This can be done in three ways:

Yellow Rattle (Rhinathus minor)

Yellow rattle is an annual species that produces attractive yellow flowers, seeding usually in July. The plant is semi-parasitic, with its roots coming into contact with grass roots and removing nutrients for its own use. In this way yellow rattle can actively stunt and suppress grass growth.

Being an annual, yellow rattle needs to be allowed to seed every year before cutting. It is important therefore to note that meadows containing yellow rattle should not be out until after July. If the species is cut or grazed before it seeds, the species will be absent from the meadow in the following year.

Plug Plants

Plug plants can also be used to introduce wildflower species into a grassland, ideally with the use of yellow rattle.

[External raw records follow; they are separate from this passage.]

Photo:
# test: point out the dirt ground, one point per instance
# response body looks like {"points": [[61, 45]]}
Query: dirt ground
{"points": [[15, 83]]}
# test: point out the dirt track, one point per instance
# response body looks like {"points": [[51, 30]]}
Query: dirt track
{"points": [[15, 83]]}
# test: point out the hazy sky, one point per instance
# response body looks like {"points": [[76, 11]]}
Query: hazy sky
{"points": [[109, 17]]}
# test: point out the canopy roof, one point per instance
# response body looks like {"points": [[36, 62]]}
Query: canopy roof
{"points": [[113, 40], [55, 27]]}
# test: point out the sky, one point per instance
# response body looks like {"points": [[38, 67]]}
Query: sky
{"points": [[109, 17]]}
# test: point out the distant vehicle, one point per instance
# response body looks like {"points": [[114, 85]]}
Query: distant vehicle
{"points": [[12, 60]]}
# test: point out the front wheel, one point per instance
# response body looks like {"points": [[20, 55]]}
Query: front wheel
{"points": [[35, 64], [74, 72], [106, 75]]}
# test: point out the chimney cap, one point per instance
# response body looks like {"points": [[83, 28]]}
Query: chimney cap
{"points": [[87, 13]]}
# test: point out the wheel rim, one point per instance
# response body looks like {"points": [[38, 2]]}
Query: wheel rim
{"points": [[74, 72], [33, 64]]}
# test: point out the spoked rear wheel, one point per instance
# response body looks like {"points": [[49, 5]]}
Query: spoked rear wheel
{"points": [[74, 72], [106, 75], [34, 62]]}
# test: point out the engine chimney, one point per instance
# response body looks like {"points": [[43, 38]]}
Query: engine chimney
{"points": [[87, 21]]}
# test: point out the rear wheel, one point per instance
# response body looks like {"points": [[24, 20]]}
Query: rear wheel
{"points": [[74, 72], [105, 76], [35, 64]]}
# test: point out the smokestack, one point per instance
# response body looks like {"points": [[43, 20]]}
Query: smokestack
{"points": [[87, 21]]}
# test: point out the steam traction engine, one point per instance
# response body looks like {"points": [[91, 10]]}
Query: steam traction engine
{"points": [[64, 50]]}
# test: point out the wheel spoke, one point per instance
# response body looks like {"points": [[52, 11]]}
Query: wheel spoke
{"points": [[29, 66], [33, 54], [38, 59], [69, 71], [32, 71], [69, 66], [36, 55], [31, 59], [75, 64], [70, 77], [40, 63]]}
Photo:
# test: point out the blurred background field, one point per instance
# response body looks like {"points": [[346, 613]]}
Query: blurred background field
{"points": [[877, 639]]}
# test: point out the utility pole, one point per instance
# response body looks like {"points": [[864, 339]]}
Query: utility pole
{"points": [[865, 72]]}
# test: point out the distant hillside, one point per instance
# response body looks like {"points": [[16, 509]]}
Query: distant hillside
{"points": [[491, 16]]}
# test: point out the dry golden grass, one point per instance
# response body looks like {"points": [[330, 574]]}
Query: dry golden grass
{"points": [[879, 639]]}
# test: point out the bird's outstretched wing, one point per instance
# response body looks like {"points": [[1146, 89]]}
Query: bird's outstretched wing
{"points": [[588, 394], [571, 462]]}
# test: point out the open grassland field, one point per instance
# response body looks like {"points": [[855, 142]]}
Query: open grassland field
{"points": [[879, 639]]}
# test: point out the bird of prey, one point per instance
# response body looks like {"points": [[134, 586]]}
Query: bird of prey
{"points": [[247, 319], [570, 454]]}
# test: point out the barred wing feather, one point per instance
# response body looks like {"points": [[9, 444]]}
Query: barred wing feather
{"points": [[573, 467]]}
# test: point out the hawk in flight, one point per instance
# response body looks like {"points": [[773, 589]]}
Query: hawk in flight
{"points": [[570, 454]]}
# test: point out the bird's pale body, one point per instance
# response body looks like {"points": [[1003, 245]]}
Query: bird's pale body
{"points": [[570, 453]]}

Plug plants are raised in trays of between 150-200 small plants with a planting rate typically between 6-15 plants/m2 depending on budget. The best season for planting plugs is in the Autumn as there is less chance of the newly planted plugs being subjected to prolonged dry weather whilst establishing. The root system does develop over winter leaving the plant well equipped to face competition from the growing grass in the spring. Early spring planting is also acceptable, however, care should be taken to water plants in well and to ensure the plants don’t get swamped by the more aggressive grass plants. Planting in late spring/summer should be avoided unless substantial “spot” irrigation can be administered.

Create Scrapes

As the name suggests a scrape is an area where the ground is disturbed and wildflower seeds are sown. Ideally, the top layer of turf is literally scraped off and the soil underneath is worked into a tilth and new seed is sown. Alternatively, you can rotovate a strip or area and sow new seed into that area or degrade the existing sward with a heavy scarifier and sow seed. Scrapes can be any size or shape depending upon requirements. The areas around the scrape can be managed in any way depending upon the desired effect. If you want the area of wildflowers to spread it is recommended that you keep the surrounding grass area tidy but not intensively mown. Appropriate management would be 4 -6 cuts a year down to 40mm -70mm and on each occasion create some soil disturbance (scarify), this stops the surrounding sward becoming too thick or tight and facilitates the spread of perennial wildflower species, as well as creating an environment for new seeds to germinate. This disturbance is especially important toward the late summer and autumn.